Millicent Marcus appointed Sarai Ribicoff Professor of Italian Studies

Marcus specializes in Italian culture from the interdisciplinary perspectives of literature, history, and film.
Millicent Marcus
Millicent Marcus

Millicent Marcus, a scholar who specializes in Italian culture from the interdisciplinary perspectives of literature, history, and film, was recently appointed the Sarai Ribicoff Professor of Italian Studies, effective immediately.

She is a member of the Faculty of Arts and Sciences (FAS) in the Department of Italian Studies.

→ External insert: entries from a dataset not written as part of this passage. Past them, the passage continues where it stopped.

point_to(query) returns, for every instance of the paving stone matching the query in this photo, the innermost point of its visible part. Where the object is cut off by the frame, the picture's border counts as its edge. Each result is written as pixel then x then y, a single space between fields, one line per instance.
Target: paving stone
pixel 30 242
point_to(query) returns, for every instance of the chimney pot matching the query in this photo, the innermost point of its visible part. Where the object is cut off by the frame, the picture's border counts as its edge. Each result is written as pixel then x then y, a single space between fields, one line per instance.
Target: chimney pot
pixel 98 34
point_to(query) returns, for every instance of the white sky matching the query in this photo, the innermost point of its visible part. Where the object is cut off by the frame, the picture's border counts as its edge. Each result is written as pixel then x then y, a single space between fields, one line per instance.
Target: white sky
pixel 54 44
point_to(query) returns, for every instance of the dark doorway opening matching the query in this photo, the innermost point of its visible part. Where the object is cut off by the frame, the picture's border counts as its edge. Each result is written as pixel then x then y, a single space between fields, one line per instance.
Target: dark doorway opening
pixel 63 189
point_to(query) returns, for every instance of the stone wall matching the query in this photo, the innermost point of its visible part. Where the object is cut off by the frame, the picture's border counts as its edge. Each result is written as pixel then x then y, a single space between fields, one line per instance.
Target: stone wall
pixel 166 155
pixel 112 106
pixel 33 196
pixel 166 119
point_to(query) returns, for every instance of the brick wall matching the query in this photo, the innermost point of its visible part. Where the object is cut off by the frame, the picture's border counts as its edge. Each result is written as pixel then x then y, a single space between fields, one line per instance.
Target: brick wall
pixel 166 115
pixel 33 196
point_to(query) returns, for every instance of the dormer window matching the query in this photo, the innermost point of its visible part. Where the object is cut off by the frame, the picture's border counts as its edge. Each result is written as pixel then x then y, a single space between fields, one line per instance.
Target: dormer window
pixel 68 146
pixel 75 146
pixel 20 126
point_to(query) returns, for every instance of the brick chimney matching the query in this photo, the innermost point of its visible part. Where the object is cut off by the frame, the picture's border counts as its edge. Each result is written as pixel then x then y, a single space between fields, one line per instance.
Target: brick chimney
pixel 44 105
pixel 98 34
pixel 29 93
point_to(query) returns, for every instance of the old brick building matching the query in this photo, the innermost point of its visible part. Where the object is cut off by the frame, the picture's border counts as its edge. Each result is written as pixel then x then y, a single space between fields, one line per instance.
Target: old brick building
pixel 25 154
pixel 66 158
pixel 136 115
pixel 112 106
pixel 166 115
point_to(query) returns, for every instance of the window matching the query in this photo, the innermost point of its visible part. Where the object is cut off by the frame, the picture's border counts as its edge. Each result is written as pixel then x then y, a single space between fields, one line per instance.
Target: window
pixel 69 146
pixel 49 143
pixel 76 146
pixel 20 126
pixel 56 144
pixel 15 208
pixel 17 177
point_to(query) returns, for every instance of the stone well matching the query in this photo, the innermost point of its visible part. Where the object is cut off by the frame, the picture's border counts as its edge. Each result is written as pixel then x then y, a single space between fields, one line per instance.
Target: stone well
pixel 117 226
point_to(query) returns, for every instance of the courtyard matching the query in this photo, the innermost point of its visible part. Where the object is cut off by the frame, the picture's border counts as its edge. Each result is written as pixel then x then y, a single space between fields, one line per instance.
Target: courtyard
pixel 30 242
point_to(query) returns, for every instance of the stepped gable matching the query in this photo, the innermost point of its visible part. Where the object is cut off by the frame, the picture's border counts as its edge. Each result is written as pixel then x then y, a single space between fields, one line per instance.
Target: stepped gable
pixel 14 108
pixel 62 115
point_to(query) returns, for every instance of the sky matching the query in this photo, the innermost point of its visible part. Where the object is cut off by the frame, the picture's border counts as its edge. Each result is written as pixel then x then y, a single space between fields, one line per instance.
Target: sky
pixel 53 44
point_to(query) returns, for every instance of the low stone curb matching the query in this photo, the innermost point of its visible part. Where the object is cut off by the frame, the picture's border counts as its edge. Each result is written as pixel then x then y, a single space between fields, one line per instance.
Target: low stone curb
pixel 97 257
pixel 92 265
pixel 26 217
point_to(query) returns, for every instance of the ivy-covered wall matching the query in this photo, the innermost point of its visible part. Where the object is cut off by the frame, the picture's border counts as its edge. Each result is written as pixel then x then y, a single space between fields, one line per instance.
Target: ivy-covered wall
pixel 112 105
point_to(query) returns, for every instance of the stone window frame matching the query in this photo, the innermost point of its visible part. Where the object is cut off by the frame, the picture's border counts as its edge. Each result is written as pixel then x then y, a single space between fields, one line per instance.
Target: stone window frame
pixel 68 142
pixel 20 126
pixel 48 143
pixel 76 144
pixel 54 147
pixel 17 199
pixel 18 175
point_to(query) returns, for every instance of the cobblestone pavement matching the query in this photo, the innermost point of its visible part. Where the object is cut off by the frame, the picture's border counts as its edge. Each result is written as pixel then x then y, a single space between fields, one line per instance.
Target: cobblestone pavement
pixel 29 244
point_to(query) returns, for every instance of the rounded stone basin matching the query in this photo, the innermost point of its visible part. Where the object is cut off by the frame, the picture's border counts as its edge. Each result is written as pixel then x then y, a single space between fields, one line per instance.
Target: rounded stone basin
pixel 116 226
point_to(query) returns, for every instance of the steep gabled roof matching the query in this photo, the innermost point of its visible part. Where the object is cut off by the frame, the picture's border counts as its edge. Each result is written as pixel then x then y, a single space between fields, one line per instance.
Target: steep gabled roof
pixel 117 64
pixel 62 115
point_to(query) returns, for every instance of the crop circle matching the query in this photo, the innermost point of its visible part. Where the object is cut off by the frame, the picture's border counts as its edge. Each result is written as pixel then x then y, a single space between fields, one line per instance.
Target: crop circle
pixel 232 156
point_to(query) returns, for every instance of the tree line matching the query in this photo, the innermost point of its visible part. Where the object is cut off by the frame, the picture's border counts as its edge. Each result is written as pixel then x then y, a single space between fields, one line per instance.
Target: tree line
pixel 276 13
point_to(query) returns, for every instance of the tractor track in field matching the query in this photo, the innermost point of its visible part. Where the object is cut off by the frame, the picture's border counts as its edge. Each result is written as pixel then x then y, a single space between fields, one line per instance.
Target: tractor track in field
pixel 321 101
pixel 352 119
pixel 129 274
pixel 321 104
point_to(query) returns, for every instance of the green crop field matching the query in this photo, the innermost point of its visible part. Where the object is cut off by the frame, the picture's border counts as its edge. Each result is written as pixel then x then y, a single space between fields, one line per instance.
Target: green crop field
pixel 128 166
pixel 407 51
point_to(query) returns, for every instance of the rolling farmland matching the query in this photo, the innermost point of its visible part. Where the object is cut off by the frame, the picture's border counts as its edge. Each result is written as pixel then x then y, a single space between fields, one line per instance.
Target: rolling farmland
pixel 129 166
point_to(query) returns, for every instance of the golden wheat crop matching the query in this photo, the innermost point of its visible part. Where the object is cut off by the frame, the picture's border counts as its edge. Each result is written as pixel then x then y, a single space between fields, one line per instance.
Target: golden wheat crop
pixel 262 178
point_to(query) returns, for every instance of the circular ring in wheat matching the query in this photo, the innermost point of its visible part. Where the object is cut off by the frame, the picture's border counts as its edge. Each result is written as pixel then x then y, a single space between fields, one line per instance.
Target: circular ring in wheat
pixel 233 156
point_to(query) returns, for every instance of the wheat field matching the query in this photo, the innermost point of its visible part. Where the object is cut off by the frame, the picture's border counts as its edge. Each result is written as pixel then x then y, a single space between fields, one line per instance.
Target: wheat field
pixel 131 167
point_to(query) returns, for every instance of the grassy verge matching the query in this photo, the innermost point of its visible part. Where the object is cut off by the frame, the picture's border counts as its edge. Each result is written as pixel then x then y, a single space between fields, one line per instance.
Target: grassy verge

In her work, Marcus advances a multi-media approach to literacy in the 21st century. Bringing a cultural studies approach to her teaching and research, she has broadened literary studies to include the mass media as well as the written text. Her six books reflect the breadth of her intellect and influence. “An Allegory of Form: Literary Self-Consciousness in the Decameron,” (Stanford French and Italian Studies, 1979), established her as a significant thinker in Italian literary studies. Her subsequent books, “Italian Film in the Light of Neorealism” (Princeton, 1986), winner of the Modern Language Association’s Howard Marraro Prize; “Filmmaking by the Book: Italian Cinema and Literary Adaptation” (Johns Hopkins, 1993), which received American Association of Italian Studies’ Presidential Award; “After Fellini: National Cinema in the Postmodern Age” (Johns Hopkins, 2002), winner of the Premio Flaiano; and “Italian Film in the Shadow of Auschwitz” (University of Toronto, 2007), shed new light on the historical, cultural, and political import of Italian film, with particular attention to Italian filmmaking in the context of the Holocaust, a topic on which Marcus is a leading authority.

Marcus is one of few scholars in the English-speaking world who writes on the history of Italian film from the postwar to the post-modern period, and her work — including her books and her dozens of papers in journals ranging from Italica to Romance Languages Annual to Italian Quarterly — has shaped the study of Italian film.

In her forthcoming book, “Italian Film in the Present Tense,” scheduled for publication in March 2023 from the University of Toronto Press, Marcus highlights Italian cinema’s new sources of industrial strength, its re-placement of the Rome-centered studio system with regional film commissions, its contemporary breakthroughs on the aesthetic front, and its vital engagement with the changing economic and socio-political circumstances in 21st-century Italian life through case studies that provide new insight on canonical works and introduce understudied films to new audiences. In addition to this work, she continues to pursue new avenues of inquiry: her recent papers have incorporated research from neuroscience to give new insight to the function of film, and in her teaching, she is developing new courses in environmental humanities.

Marcus is also a sought-after lecturer and commentator. She regularly speaks at film events for the general public, and in recent years has delivered keynote addresses at the University of Tel Aviv, the National Gallery of Art, Rutgers University, Johns Hopkins University, the University of Southern California, and other institutions. She is a former Guggenheim Fellow and has held additional awards and fellowships from the Getty Center, the American Council of Learned Societies, and the Rockefeller Foundation.

A faculty member at Yale since 2005, Marcus chaired her department from 2016 to 2020, and currently serves as Director of Graduate Studies. In that role, she is developing curricular innovations to help prepare the current generation of graduate students for post-degree success. Marcus’s teaching at Yale bridges film and literature; her classes include the popular course “Spotlight on Sicily in Literature and Film,” graduate and undergraduate courses on Italian postwar film, reading courses on “The Decameron” and other texts, and graduate seminars on film and the environment.

She earned a B.A. from Cornell and her Ph.D. from Yale.